En menos de una semana, el magnate destruyó la credibilidad de sus amenazas. ¿Quién se apresurará a negociar con él, si basta con esperar unos días –o unas horas– para verlo retractarse? Lo que es peor para su causa, debió reconocer de manera implícita las dificultades de su presunto proyecto de forzar a las grandes compañías a mudar sus fábricas a territorio estadunidense.

Para trasladar a Estados Unidos el sistema fabril desarrollado por China, Trump tendría que facilitar la formación y especialización de millones de científicos, ingenieros y técnicos, objetivo imposible en un país donde la educación opera como una mercancía más y no como un recurso estratégico.
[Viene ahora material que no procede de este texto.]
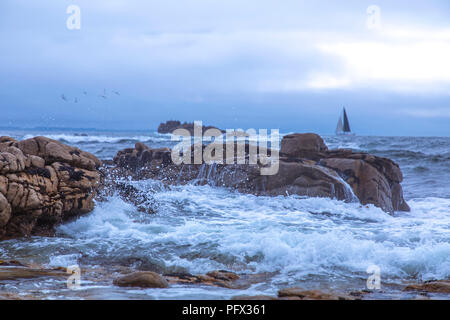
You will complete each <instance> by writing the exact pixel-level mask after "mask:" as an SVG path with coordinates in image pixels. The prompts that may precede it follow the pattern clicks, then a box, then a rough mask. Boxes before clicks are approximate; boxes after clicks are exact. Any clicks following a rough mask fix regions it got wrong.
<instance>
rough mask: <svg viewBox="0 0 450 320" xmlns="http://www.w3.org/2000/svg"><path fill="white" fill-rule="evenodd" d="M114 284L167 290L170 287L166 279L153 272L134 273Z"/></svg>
mask: <svg viewBox="0 0 450 320" xmlns="http://www.w3.org/2000/svg"><path fill="white" fill-rule="evenodd" d="M113 283H114V284H115V285H116V286H119V287H140V288H167V287H168V286H169V284H168V283H167V281H166V279H164V278H163V277H162V276H160V275H159V274H157V273H155V272H151V271H140V272H133V273H131V274H127V275H125V276H122V277H119V278H117V279H114V281H113Z"/></svg>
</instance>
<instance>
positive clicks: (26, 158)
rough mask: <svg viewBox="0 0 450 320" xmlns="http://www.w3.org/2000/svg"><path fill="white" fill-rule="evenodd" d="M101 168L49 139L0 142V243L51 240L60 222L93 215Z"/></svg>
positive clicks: (1, 141) (91, 160) (99, 178)
mask: <svg viewBox="0 0 450 320" xmlns="http://www.w3.org/2000/svg"><path fill="white" fill-rule="evenodd" d="M100 165H101V162H100V160H98V159H97V158H96V157H95V156H94V155H92V154H90V153H88V152H84V151H81V150H80V149H78V148H74V147H70V146H68V145H65V144H62V143H60V142H58V141H56V140H52V139H49V138H45V137H35V138H32V139H27V140H23V141H16V140H14V139H12V138H10V137H0V239H5V238H12V237H20V236H29V235H32V234H44V235H49V234H51V233H52V231H53V227H54V226H55V225H56V224H58V223H60V222H61V221H63V220H66V219H68V218H71V217H74V216H77V215H79V214H83V213H87V212H89V211H91V210H92V209H93V207H94V203H93V197H94V195H95V193H96V190H97V188H98V185H99V182H100V175H99V172H98V170H97V169H98V167H99V166H100Z"/></svg>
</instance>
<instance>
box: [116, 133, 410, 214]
mask: <svg viewBox="0 0 450 320" xmlns="http://www.w3.org/2000/svg"><path fill="white" fill-rule="evenodd" d="M205 148H207V146H205V145H203V146H202V152H203V151H204V150H205ZM226 148H227V146H226V145H223V150H226ZM249 148H250V145H249V144H246V145H245V152H244V158H245V163H243V164H238V162H237V159H238V158H237V151H236V150H237V147H235V148H234V150H235V152H234V159H233V163H234V164H217V163H210V164H207V163H203V164H179V165H176V164H174V163H173V161H172V159H171V150H170V149H169V148H163V149H151V148H149V147H148V146H146V145H144V144H142V143H137V144H136V146H135V148H130V149H125V150H121V151H119V152H118V153H117V155H116V157H115V158H114V163H115V167H114V168H112V169H111V172H112V173H113V175H115V176H127V177H128V176H131V177H132V178H134V179H137V180H139V179H149V178H151V179H157V180H161V181H163V182H164V183H167V184H185V183H196V184H211V185H214V186H221V187H230V188H234V189H237V190H238V191H240V192H244V193H251V194H256V195H268V196H277V195H294V194H296V195H300V196H309V197H328V198H335V199H338V200H345V201H348V202H350V201H358V200H359V202H360V203H361V204H363V205H366V204H373V205H375V206H377V207H380V208H381V209H383V210H384V211H386V212H390V213H392V212H394V211H409V207H408V205H407V203H406V202H405V200H404V199H403V191H402V187H401V185H400V183H401V181H402V180H403V176H402V173H401V171H400V168H399V166H398V165H397V164H396V163H395V162H393V161H392V160H390V159H387V158H382V157H377V156H374V155H370V154H367V153H362V152H352V151H351V150H347V149H337V150H328V148H327V146H326V145H325V143H324V141H323V139H322V138H321V137H320V136H318V135H316V134H312V133H308V134H292V135H287V136H285V137H284V138H283V139H282V141H281V148H280V151H279V155H280V157H279V162H278V171H277V173H276V174H274V175H261V169H262V168H264V167H265V166H267V164H264V162H262V161H261V159H260V158H258V161H257V162H256V164H255V163H253V164H250V161H249V159H250V155H249ZM261 150H262V149H261ZM261 150H260V153H261ZM193 151H194V150H193V149H192V152H191V155H192V154H193V153H194V152H193ZM263 151H264V150H263ZM263 153H267V154H269V155H271V154H273V150H265V151H264V152H263ZM225 155H226V153H225V151H224V157H223V158H224V159H226V156H225ZM193 160H194V159H193V158H192V159H191V163H193ZM224 162H225V163H228V162H226V161H224Z"/></svg>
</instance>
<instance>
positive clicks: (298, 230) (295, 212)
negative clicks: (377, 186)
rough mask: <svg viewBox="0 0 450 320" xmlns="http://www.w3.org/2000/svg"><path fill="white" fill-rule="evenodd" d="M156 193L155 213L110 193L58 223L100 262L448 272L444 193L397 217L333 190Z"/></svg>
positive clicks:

La misma idea de llevar adelante un programa masivo de creación de capital humano choca de manera directa con dos de las políticas explícitas del trumpismo: desmantelar el Departamento de Educación a fin de desfinanciar las escuelas y poner los programas de estudio en manos de los grupos fundamentalistas que controlan la política local en las entidades republicanas, y expulsar con lujo de sadismo a quienes durante un siglo han sido la mayor fuente de talento del país: los migrantes.

A raíz del nuevo empecinamiento de Trump en que las grandes compañías estadunidenses muden sus fábricas a casa, ha vuelto a circular una vieja entrevista en la que Tim Cook, el jefe de Apple, sintetiza por qué es impensable llevar al país de las barras y las estrellas la producción de dispositivos avanzados como el iPhone. En 2017, Cook declaró que China dejó de ser un país con mano de obra barata hace muchos años, esa no es la razón por la que vamos a China para producir. Las razones son las habilidades y la cantidad de personas especializadas en una misma ubicación. Si en Estados Unidos reúnes a todos los ingenieros de herramientas (o ingenieros de precisión), no creo que pudieras llenar esta habitación. En China podrías llenar varias canchas de futbol.

Según todos los expertos, el nivel de complejidad de las tecnologías actuales hace del todo imposible que un país lleve a cabo de principio a fin la fabricación de dispositivos electrónicos indispensables en las actividades de empresas e individuos. Asimismo, es inviable producir ropa, calzado o electrodomésticos en las naciones avanzadas, pues las diferencias salariales con los países en desarrollo multiplicarían los costos hasta volver prohibitivos objetos cuyo consumo se ha masificado hasta el abuso. Es innegable que, en parte, estas aseveraciones responden a la narrativa neoliberal urdida para justificar los bajos sueldos en el Sur global, desincentivar la sindicalización y, en general, favorecer la acumulación de capital a expensas de las mayorías. Pero si Trump realmente quiere llevar de vuelta a su país los empleos fabriles bien pagados, tendrá que adoptar medidas totalmente distintas a las que ha impulsado hasta ahora, comenzando por inversiones virtualmente ilimitadas en formación técnica y universitaria gratuita, programas para recibir e integrar a millones de migrantes en busca de oportunidades educativas y laborales, fomento al pensamiento científico y combate a los fundamentalismos religiosos, y un decidido apoyo a los programas de inclusión y diversidad a fin de que los factores étnicos, sexogenéricos y de preferencias sexuales no sean barreras en el desarrollo personal. Todo ello, financiado con fuertes impuestos a la riqueza como los que permitieron el florecimiento de la clase media tras la Segunda Guerra Mundial.

Sin políticas de este tipo, las bravatas del magnate son pura demagogia que seguirá topándose con la realidad, debilitando el poder del que tanto disfruta abusar y haciendo a Estados Unidos cada vez más pequeño ante sus rivales económicos y geopolíticos.